SOLVED Unable to capture image after performing iPXE boot loader update


  • I’ve gone through 5 of our FOG servers and updated the iPXE boot loaders on all of them, then re-ran the FOG installer and restarted. On our primary FOG server I am now unable to capture images. (NOTE: I was able to capture an image immediately prior to performing the iPXE boot loader update)
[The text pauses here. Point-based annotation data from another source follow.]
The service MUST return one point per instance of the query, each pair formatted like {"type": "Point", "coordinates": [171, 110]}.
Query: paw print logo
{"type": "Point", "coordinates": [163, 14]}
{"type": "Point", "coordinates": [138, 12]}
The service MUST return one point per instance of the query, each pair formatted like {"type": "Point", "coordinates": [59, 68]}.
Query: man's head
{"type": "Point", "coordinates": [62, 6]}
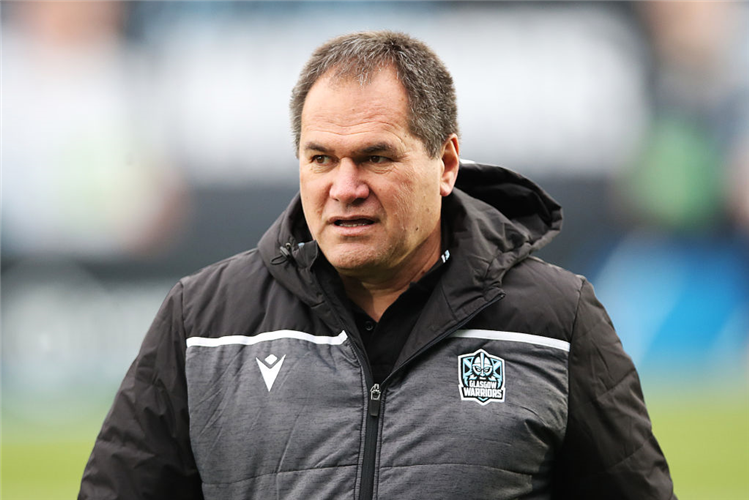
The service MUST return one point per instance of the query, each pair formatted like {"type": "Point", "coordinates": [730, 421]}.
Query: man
{"type": "Point", "coordinates": [390, 337]}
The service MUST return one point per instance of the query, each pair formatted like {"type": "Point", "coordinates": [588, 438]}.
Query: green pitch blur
{"type": "Point", "coordinates": [704, 434]}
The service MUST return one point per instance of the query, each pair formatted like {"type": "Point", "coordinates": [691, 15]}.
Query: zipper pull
{"type": "Point", "coordinates": [374, 400]}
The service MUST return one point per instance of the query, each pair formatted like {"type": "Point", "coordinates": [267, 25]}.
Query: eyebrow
{"type": "Point", "coordinates": [313, 146]}
{"type": "Point", "coordinates": [379, 147]}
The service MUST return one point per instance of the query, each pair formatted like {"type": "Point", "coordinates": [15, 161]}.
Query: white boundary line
{"type": "Point", "coordinates": [513, 337]}
{"type": "Point", "coordinates": [265, 337]}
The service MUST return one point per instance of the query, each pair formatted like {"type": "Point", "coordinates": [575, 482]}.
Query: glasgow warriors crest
{"type": "Point", "coordinates": [481, 377]}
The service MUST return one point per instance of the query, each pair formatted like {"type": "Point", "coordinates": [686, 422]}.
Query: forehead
{"type": "Point", "coordinates": [344, 108]}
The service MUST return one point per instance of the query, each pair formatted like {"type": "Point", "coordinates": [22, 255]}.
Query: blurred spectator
{"type": "Point", "coordinates": [82, 173]}
{"type": "Point", "coordinates": [692, 173]}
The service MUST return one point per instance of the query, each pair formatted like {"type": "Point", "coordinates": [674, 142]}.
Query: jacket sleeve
{"type": "Point", "coordinates": [609, 450]}
{"type": "Point", "coordinates": [143, 449]}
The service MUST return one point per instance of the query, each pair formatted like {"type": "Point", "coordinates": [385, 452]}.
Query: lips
{"type": "Point", "coordinates": [353, 222]}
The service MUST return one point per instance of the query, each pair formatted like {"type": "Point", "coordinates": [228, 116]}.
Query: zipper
{"type": "Point", "coordinates": [375, 403]}
{"type": "Point", "coordinates": [370, 444]}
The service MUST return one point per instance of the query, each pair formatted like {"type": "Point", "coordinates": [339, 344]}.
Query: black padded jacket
{"type": "Point", "coordinates": [251, 383]}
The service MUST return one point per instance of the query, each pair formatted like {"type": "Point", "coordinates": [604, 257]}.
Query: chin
{"type": "Point", "coordinates": [352, 263]}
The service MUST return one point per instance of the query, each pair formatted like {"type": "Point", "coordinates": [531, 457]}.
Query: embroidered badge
{"type": "Point", "coordinates": [481, 377]}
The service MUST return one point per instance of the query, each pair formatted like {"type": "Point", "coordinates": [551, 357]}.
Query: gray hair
{"type": "Point", "coordinates": [429, 86]}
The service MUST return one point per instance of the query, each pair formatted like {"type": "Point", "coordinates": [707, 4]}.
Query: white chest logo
{"type": "Point", "coordinates": [269, 368]}
{"type": "Point", "coordinates": [481, 377]}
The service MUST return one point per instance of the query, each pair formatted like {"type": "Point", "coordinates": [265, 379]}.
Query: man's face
{"type": "Point", "coordinates": [370, 192]}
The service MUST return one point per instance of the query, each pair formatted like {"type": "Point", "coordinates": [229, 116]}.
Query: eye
{"type": "Point", "coordinates": [321, 159]}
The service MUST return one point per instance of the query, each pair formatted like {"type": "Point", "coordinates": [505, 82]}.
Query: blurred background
{"type": "Point", "coordinates": [143, 140]}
    During the capture sequence I am getting the following error immediately after mounting the partition:

    blkid: error: /dev/nvme0n1p4: No such file or directory

    The process continues running the partition resize test, then begin the resize process where it hangs indefinately. With limited Linux knowledge I’m at a loss on what to look for. Googling the error I found someone that said that the libblkid-dev package may be missing so I installed that package but the problem persists.

    Screenshot:

    Capture.JPG


  • @george1421

    I just tried another capture after changing the FOG client on the image to point to our FOG server in Germany. This time there was a normal 1 minute pause during the resizing process then Partclone G-zip started and imaged without problems. All seems normal again…gremlins have been eradicated. You can mark this as solved.

  • Moderator

    @jyost well we can always put back the ipxe if you really think that is your problem.


  • @jyost

    I did notice something odd about the latest image capture though…
    Normally using Partclone G-Zip we end up with 10 files in the image…this time we ended up with 11 files:

    11Files.JPG

    And here is the 21H2 image I captured immediately prior to the iPXE boot loader update - 10 files:

    9Files.JPG


  • @george1421
    The VM partition is 60GB - as far as fragmentation goes the partition resides on an SSD which shouldn’t be defragmented. I’m not of the opinion that fragmentation had anything to do with the slow resizing as the image I captured immediately before the iPXE boot loader update resized within a minute or so. The same image was captured after the boot loader update (the only difference being the FOG client installation using a different IP.)

    Even with the long resizing the second time around the image uploaded and downloaded fine without any errors.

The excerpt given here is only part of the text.